Concurrent with this I had started to attend the Cedar House Group. I had already met Liz and I remember saying to her that I felt ashamed to say to anyone that I did not want to care for my daughter. She said that it was the last place that anyone would be judged but that I could say as little or as much as I wanted to. There was a crèche facility at the group but in the early days I could not take my daughter because I was terrified she would scream for the entire session and I would be in the group listening to her. Surprisingly at the first meeting I told the others in the group exactly where I was and what was happening for me. Others were just as open and there were plenty of tears in that first session, I think for me and some of the others it was just a relief to be able to talk about our feelings without having to be mindful of what we were saying. It was as though there was an implicit trust in the room and it felt supportive from the outset. Liz and Barbara were both wonderful and kept in touch with me outside of the group while I was in hospital.

I had my medication adjusted and in time I started to spend increased amounts of time with my daughter. Over time, our bond grew and the first time I told her I loved her was a very emotional moment, full of tears but finally for the right reasons.
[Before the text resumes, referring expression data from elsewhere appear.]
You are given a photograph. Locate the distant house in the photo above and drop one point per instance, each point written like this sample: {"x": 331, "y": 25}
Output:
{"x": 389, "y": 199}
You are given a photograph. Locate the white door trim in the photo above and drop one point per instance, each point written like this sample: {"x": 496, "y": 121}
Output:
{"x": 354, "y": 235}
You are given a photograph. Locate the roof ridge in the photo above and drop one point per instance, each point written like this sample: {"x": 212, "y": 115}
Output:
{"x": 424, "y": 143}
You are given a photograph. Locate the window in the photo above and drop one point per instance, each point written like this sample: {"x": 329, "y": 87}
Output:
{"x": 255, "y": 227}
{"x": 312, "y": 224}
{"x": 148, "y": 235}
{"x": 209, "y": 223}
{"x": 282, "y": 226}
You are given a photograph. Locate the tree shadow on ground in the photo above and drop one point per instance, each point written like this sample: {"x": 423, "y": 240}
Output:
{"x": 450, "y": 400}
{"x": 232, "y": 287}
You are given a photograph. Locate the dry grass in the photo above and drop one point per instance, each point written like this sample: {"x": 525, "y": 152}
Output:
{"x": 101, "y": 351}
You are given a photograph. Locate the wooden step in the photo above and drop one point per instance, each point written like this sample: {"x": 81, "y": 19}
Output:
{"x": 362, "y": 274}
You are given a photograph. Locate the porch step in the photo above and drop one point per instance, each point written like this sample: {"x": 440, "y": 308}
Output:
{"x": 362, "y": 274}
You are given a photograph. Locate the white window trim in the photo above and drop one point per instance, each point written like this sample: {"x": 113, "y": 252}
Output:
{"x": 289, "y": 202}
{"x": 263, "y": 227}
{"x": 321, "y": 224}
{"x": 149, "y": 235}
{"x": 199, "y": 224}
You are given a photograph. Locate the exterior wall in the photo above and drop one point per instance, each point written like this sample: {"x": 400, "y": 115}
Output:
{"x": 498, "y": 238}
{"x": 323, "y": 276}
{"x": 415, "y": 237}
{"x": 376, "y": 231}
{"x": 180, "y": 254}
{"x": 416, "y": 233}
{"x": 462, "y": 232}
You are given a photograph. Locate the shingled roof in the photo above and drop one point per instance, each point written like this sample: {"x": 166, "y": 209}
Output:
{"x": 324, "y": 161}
I thought it would never be possible for me to feel the love for my daughter that I felt for my son, but it was possible and I love them both with all my heart.
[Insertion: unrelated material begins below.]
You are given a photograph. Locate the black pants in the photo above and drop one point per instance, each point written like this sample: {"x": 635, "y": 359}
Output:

With hindsight I realise that I was physically and mentally exhausted. I realise now that it was never really about my daughter but she was a hook for the post natal depression to hang itself on. I thought there was no hope, every day was like wading through mud. The others from the Cedar House Group and I said many times that we just hung on through the week waiting for Tuesday mornings to arrive when we could be together. It was a light at the end of the tunnel for me, I felt that if I could make it to the group then I would be OK. I knew I could be completely open there and I would be understood and heard.

When the group finished we continued to meet on Tuesday mornings at each others houses. Although now some of us have returned to work we are all still in touch and catch up regularly. If anyone is having a tough time, the others rally round. Because of what we went through together it seems that we are able to be more open with each other than perhaps with those that we have known for many years. I treasure the close friendships that we have formed.

I think that probably the only people who can understand post natal illness are those who have trodden the same path. To seek them out and talk openly with them makes you realise you are not alone. I have learnt many lessons as a result of my illness, in particular I have learnt that ‘good enough, is good enough’, I don’t have to be perfect, I just need to love my children and do my best. Someone also told me in answer to my fears that I did not want to dilute my love for my son by sharing it with my daughter that ‘love doesn’t divide, it multiplies’, I have thought of this often and it has proven to be very true.

Of course, I still have my ups and downs, life with two very small, very strong willed children is a challenge, but I have learnt not to panic on the low days and as best I can to go with the flow. I also know now that my friends from the Cedar House Group are always there for me and if I need a little extra support or TLC I need only ask.